Document to map out EU path

  • 2007-08-01
  • By TBT staff and wire reports
VILNIUS - A working party is to be created to plan Lithuania's long-term participation in the EU, it has been confirmed.

Headed by the prime minister, the group will consist of official's from government, parliament, ministries and advisers to President Valdas Adamkus. The group's task will be to establish Lithuania's priorities, the Lietuvos Zinios daily reports.

The document produced by the working party is expected to be of use both for the country's top-ranking officials, and to communicate European strategy to the general population.

A member of the EU for three years already, Lithuania hitherto has no single document stating the key directions of its policy in the EU.

In the government's opinion, the time has come to have a single solid document. "We have grown up, we see what is going on and how and so we believe that it is time to prepare a document like that," the head of the work group, Deputy Governmental Chancellor for EU Affairs Alvydas Stancikas told the newspaper.

"There is a lot of bureaucracy, the documents are voluminous, they are difficult to understand, we want to make everything clearer and simpler," Stancikas maintained.

It remains to be decided how the document will look and what areas it will cover, or to which extent.
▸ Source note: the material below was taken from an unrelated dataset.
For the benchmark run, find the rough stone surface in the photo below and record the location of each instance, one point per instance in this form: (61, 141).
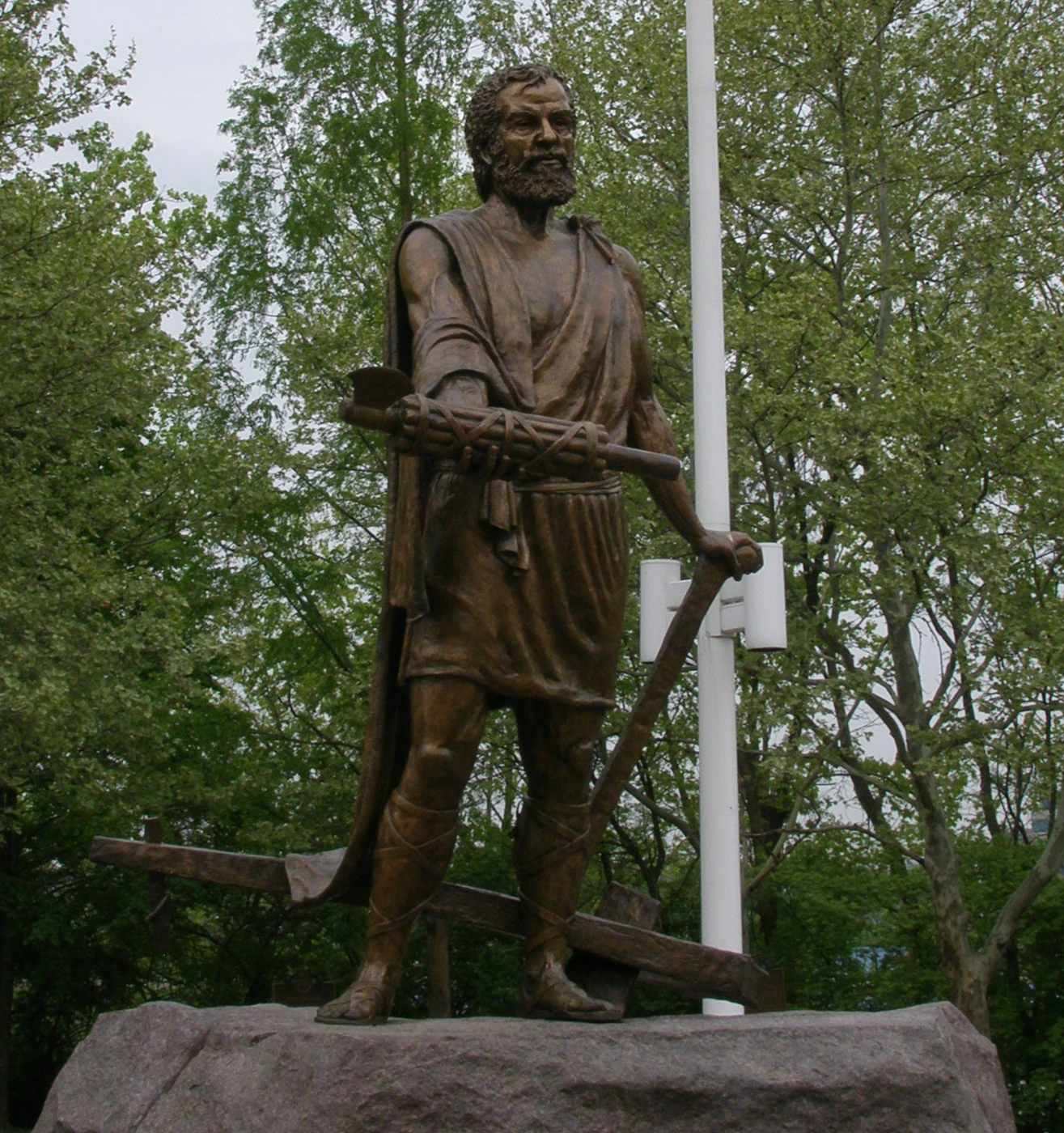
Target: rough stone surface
(169, 1068)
However, several cornerstone aspects of the document are already clear. "We all know that we care about energy matters, we seek to ensure the merger of our and EU energy systems. We are likewise interested in transport links," Stancikas outlined.

The head of the group assures that there will be no priorities in the document that are new or have never been discussed by politicians. "That is no uprising or revolution. There are no ideas to put down something new that has never been talked about," Stancikas said.

Chairman of the parliamentary Foreign Affairs Committee Justinas Karosas would like the document to include provisions on a single EU policy. "I think that if we talk about the most pressing matters with one voice, the result will be much better," the MP responded.

For his part, chairman of the parliamentary European Affairs Committee, Andrius Kubilius, hopes that the new document will answer the question of where precisely the country stands in relation to the new EU Constitutional Treaty and the political unification of the community. "Relations with Russia are very important as well. We must seek that the policy of dealing with this country is dictated by all members of the Community rather than just several major powers in the EU," Kubilius said.